ROGUE: The upper Rogue is steeped into the flies-only season and more anglers are turning to egg flies as the chinook spawn starts picking up on gravel bars. The middle Rogue has been a bit stalled on summer steelhead with bait, but the fall chinook bite has significantly dwindled. The lower Rogue bay has picked up this week with a good a mix of fall chinook and coho, while more adult summer steelhead and halfpounders are moving up into the Agness area amid good flows for fly-fishing.

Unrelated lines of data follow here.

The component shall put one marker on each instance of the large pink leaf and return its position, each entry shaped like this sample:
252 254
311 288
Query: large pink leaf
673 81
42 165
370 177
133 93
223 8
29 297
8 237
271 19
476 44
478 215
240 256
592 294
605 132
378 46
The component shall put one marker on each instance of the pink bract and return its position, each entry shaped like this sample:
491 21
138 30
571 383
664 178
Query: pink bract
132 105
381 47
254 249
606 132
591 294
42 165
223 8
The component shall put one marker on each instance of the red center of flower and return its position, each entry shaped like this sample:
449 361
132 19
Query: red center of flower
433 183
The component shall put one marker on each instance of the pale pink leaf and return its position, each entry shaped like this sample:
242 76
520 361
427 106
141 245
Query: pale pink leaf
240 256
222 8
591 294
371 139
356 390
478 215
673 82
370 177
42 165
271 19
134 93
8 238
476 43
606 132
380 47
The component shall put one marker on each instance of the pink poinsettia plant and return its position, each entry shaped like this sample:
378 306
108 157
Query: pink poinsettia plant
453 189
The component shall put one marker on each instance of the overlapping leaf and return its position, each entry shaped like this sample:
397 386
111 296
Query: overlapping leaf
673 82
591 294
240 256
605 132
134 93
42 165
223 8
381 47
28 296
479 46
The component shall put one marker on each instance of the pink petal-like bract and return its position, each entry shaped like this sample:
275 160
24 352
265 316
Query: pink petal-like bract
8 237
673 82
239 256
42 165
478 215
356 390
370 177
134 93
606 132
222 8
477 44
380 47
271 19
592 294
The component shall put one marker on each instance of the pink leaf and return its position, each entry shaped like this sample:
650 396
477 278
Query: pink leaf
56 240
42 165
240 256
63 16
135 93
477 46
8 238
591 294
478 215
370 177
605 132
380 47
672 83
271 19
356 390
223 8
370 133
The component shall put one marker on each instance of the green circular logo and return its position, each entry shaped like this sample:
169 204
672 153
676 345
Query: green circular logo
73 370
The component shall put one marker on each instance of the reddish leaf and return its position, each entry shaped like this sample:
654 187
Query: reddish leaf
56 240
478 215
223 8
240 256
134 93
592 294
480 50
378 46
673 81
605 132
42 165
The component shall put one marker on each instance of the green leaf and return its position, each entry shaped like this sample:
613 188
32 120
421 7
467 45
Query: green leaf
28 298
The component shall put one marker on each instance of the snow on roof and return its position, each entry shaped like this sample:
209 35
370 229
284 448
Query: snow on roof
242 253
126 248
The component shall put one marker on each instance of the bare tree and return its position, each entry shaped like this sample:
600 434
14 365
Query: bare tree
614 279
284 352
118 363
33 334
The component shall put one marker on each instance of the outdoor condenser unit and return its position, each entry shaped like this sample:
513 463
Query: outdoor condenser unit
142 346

That keeps the lower Rogue bay the best bet, thanks to a mix of good bay catches and what should be very good fly-fishing for halfpounders and adult summer steelhead as Lost Creek Lake water releases drop. The bay picked up this week for fall chinook, and rains were not heavy enough to coax fresh fish out of the bay. That's excellent news for trollers working from the jetties to the mouth of Indian Creek. A mix of wild and hatchery coho are also starting to show up, but four out of five are wild coho that must be released unharmed. Trolling smallish anchovies with a Rogue blade rig is best. There appear to be lots of jacks in the bay, as well. Bank anglers in the Indian Creek area and off the sand spit are getting into the action, tossing pink RoosterTails or Little Cleo's for chinook. That generally marks the return of chinook to the Indian Creek Hatchery.

Fly-fishing and bait fishing for halfpounders and adult summer steelhead is pretty good as fresh fish move into the lower Rogue canyon daily. The flow at Agness was down to 1,568 cfs, and that's excellent for swinging streamers for halfpounders. Look for that to remain until the first decent rain.

In the upper Rogue, it's artificial flies only from the Fishers Ferry boat ramp all the way to the deadline at Cole Rivers Hatchery. That means traditional fly gear or spinning rods with flies and bobbers but no added weights or attachments. That includes swivels. Swinging big streamers while wading or from a boat is still good amid low and not yet too cold water. The summer steelhead will start getting less active as water-release temperatures from Lost Creek Lake drop. Most fly-fishers are fishing a combination of an ugly bug dropper and now an egg fly fished downstream of spawning chinook. Be careful not to wade in redds.

The 49 new steelhead collected Wednesday at Cole Rivers Hatchery is a bit lower than last week and pushes the total so far to 1,655 fish. The 10-year running average for this week in the run to Cole Rivers is 1,303 steelhead.

Flows in the upper Rogue out of Lost Creek were down to 1,150 cfs and will hover there through September. Flows at Dodge Bridge were a skinny 1,223 cfs and 1,358 cfs at the old Gold Ray Dam site.

Middle Rogue anglers are moving away from fall chinook, but those still fishing for them are getting decent catches on plugs. Summer steelhead fishing with streamer flies or worms is improving in the Grants Pass area, where the flows are 1,153 cfs.

Halfpounders and adult steelhead are in the lower Rogue canyon working their way upstream.